Sitting on a heap of conditional picks, things might be breaking right for Denver to cash in on all of them.
Life occasionally offers you the best of both worlds. Like when you are a kid and it snows; not only do you get out of school, but you get to build snowmen and pelt your younger brother with packed-in snowballs. One event affects the other, and both are to your benefit.
Denver, then, is in the catbird seat after the last days leading into the All-Star Break. A series of events have all played out in their favor, and an increasingly likely scenario will see them with the King’s Bounty come June. Err, the Nuggets’ bounty. The Kings sold their bounty to Philadelphia so they could sign Kosta Koufos.
The primary event that happened was the injury to former All-Star center Marc Gasol. The leader of the Memphis Grizzlies broke his right foot against the Portland Trailblazers on February 8th, sidelining him indefinitely and possibly for the rest of the season. Of course no one wants to see star players injured, but it happened, and the ripple effect for Denver is decidedly sweet.

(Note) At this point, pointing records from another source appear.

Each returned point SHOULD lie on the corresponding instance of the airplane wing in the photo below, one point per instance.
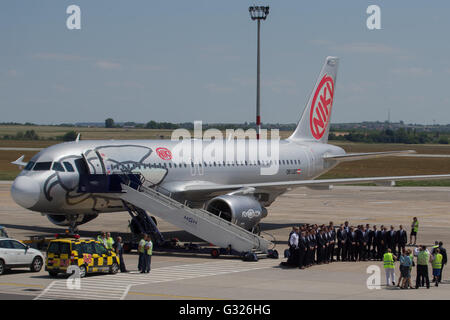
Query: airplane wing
(308, 183)
(366, 155)
(19, 162)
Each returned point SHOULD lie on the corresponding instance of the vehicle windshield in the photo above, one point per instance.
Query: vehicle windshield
(59, 248)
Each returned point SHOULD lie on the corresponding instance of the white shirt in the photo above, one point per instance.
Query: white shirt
(293, 241)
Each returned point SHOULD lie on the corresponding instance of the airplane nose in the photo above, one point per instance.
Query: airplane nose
(25, 191)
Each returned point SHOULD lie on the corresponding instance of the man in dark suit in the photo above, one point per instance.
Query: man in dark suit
(370, 242)
(358, 233)
(332, 234)
(321, 247)
(302, 251)
(401, 239)
(391, 240)
(351, 240)
(384, 245)
(363, 240)
(342, 244)
(376, 243)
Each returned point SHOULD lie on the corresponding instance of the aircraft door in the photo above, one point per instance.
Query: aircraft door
(94, 162)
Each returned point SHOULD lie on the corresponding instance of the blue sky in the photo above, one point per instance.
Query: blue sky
(192, 60)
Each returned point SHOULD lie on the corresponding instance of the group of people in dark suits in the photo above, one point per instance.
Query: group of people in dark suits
(313, 244)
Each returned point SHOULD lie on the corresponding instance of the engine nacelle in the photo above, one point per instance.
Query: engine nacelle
(244, 211)
(65, 221)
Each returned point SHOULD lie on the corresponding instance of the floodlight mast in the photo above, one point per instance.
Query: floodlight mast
(258, 13)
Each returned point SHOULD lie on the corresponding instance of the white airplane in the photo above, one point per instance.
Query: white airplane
(71, 183)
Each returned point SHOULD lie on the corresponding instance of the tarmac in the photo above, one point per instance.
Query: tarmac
(189, 276)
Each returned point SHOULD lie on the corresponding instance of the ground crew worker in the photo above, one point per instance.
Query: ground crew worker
(148, 254)
(102, 238)
(442, 251)
(405, 270)
(109, 241)
(118, 246)
(388, 259)
(423, 259)
(414, 230)
(141, 250)
(436, 265)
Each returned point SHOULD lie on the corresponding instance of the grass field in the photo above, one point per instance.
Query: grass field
(365, 168)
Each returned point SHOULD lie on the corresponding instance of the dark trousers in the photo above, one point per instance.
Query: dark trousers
(362, 252)
(401, 247)
(340, 252)
(122, 264)
(301, 257)
(440, 276)
(147, 262)
(141, 261)
(422, 274)
(293, 257)
(331, 252)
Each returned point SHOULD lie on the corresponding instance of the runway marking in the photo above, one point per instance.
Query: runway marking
(169, 296)
(380, 202)
(116, 287)
(20, 284)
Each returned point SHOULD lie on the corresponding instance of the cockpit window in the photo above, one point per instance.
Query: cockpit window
(42, 166)
(68, 166)
(29, 165)
(57, 166)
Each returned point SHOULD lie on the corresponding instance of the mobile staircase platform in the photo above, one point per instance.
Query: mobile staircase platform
(199, 222)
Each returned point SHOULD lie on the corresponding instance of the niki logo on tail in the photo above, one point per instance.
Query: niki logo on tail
(321, 107)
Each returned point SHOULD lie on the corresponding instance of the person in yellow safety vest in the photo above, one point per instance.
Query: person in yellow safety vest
(414, 230)
(148, 254)
(423, 258)
(388, 259)
(436, 264)
(141, 251)
(109, 243)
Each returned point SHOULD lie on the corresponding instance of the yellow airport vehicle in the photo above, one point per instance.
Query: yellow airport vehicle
(88, 255)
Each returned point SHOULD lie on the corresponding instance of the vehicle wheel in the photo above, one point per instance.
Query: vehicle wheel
(53, 274)
(36, 265)
(126, 248)
(215, 253)
(114, 268)
(83, 271)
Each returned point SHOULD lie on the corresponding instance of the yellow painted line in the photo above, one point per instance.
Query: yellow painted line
(21, 285)
(169, 296)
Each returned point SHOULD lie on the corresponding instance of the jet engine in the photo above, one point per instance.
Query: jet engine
(70, 220)
(244, 211)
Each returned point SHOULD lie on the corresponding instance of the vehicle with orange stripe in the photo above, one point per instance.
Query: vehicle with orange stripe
(89, 255)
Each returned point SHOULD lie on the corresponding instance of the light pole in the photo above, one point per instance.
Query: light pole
(258, 13)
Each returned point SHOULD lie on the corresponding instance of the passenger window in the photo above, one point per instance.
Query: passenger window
(57, 166)
(42, 166)
(69, 166)
(29, 165)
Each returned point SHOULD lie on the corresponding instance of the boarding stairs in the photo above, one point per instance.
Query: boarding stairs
(199, 222)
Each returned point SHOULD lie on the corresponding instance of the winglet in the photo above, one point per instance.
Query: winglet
(19, 162)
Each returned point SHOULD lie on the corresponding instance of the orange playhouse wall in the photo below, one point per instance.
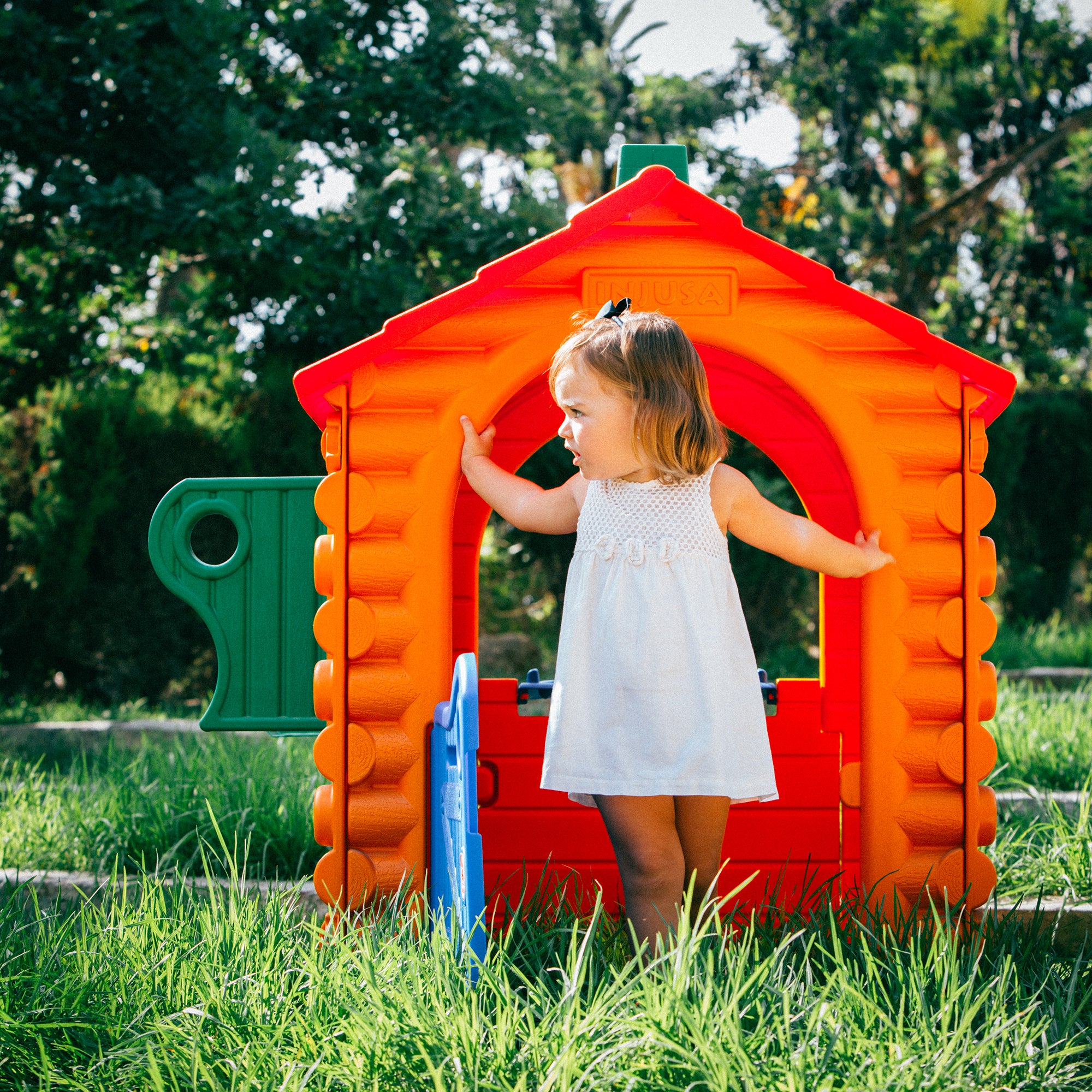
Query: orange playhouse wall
(870, 429)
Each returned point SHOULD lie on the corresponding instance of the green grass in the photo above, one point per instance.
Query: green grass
(1051, 852)
(1051, 644)
(168, 991)
(150, 809)
(1044, 737)
(22, 710)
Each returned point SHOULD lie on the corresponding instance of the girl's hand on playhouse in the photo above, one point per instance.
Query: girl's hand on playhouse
(477, 444)
(874, 557)
(524, 504)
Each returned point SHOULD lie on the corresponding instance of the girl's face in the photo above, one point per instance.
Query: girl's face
(599, 428)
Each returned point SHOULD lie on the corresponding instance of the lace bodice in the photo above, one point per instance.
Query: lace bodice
(640, 520)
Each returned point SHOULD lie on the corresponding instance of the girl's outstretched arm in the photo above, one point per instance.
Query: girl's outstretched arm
(524, 504)
(756, 521)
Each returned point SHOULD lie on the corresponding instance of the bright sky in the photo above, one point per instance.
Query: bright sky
(699, 37)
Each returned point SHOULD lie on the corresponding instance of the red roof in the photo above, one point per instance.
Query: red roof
(655, 184)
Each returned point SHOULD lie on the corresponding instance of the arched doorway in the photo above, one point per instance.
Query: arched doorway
(817, 727)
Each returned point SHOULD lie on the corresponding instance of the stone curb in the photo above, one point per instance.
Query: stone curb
(1070, 923)
(1027, 802)
(1047, 674)
(53, 886)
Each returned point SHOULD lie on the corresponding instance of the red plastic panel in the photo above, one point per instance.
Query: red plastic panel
(526, 827)
(816, 731)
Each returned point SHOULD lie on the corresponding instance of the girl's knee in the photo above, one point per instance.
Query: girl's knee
(655, 865)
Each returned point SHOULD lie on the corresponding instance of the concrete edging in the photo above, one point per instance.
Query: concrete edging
(1071, 924)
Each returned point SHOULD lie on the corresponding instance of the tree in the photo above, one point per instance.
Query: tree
(160, 281)
(943, 167)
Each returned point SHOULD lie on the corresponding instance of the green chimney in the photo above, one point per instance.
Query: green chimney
(635, 158)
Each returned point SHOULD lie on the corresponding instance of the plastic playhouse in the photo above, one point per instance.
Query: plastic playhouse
(874, 421)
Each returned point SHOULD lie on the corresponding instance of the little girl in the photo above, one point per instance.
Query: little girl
(657, 716)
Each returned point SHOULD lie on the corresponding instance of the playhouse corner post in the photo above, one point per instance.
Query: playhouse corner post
(333, 880)
(980, 680)
(385, 568)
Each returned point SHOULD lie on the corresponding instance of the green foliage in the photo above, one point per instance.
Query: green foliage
(944, 165)
(160, 281)
(1040, 466)
(167, 990)
(1043, 735)
(84, 470)
(1052, 644)
(1051, 853)
(152, 809)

The first effect is that Memphis is going to be worse. The Grizzlies owe a protected 2016 first round pick to the Nuggets if they finish between six and fourteen in the draft order; in practical terms, if the Grizzlies drop out of the playoffs, Denver gets their pick. The Memphis Grizzlies sit fifth in the Western Conference, and before the Gasol injury that pick was the longest of shots to convey. But now the Grizz are only five games up on the ninth seed, with a roster that was struggling even before Gasol went down. If they fall far enough, Denver cashes in.
And things don’t stop there. Gasol went down in the first quarter of a game against the Portland Trailblazers, a game the Grizzlies eventually lost in overtime. Portland also has a draft pick arrangement with Denver; if Portland makes the playoffs, they convey their 2016 first round pick to the Nuggets. The Trailblazers’ win against Memphis has them inside the current playoff field, a half-game up on the ninth-seeded Rockets.

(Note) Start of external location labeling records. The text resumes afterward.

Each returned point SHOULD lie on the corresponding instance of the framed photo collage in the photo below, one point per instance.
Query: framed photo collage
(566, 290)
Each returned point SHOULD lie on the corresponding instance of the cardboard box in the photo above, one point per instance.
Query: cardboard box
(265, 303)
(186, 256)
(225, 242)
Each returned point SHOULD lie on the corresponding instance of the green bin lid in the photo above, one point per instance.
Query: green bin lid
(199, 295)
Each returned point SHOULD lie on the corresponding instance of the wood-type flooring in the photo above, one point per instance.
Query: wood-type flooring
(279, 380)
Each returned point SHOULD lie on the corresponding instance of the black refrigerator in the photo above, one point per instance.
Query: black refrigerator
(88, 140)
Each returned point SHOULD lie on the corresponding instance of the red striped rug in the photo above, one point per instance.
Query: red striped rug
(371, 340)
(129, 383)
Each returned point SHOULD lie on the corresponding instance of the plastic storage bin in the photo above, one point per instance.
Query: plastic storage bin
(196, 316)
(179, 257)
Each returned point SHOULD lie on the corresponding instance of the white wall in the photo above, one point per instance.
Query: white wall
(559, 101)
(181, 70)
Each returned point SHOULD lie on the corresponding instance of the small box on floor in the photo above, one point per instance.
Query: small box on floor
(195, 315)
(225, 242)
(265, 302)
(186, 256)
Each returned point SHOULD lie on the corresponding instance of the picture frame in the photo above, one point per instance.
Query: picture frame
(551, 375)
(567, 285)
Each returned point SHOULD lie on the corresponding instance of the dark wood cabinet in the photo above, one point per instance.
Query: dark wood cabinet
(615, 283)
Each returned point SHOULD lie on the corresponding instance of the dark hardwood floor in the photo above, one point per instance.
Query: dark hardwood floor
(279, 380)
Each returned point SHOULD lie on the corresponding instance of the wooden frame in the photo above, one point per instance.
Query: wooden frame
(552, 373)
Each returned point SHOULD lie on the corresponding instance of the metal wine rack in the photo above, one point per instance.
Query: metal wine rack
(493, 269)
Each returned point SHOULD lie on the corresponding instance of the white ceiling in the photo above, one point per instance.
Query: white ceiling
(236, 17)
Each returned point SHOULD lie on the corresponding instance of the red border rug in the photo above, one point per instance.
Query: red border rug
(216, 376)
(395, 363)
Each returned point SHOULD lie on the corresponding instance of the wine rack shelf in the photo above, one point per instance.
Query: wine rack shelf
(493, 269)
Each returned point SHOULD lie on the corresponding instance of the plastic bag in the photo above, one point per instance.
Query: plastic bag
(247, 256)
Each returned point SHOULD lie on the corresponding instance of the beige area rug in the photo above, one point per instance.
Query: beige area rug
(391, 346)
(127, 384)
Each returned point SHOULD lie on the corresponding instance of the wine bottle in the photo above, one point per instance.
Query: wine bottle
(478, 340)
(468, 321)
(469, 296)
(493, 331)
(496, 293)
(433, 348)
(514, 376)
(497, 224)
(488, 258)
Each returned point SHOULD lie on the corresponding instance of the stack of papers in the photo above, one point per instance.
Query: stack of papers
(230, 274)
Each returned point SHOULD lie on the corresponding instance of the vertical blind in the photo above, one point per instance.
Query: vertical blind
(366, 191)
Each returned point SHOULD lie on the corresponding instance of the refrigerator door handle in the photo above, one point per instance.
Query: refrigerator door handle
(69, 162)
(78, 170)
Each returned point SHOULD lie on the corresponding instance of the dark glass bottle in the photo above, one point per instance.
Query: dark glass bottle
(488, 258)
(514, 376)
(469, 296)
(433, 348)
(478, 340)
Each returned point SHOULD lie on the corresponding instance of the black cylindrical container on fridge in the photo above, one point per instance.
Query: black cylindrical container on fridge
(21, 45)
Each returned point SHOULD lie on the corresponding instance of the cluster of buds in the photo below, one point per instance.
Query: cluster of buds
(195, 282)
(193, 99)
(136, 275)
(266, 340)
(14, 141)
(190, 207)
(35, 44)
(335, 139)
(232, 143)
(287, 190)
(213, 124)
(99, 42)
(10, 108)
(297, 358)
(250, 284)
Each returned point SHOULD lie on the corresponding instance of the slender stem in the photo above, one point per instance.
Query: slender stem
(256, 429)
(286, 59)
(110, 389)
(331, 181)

The gift, however, has more to give. The Houston Rockets stand at ninth in the West, well below preseason expectations as a dark-horse championship contender. But if Memphis were to fall out of the playoffs, Houston would be a near-lock to make the field. And thus convey their 2016 first round pick to the Nuggets (like Portland, top-14 protected).
One cause, three valuable effects for Denver. If everything breaks right, they will end up with three extra draft picks in the 10-20 range, in addition to their own first round pick. In one last nugget of draft value, they own swap rights with the New York Knicks, who have lost six straight and just fired their coach. For a team hoping to fill in the margins of the roster and begin rising towards respectability, the last week has been a gift from the basketball gods.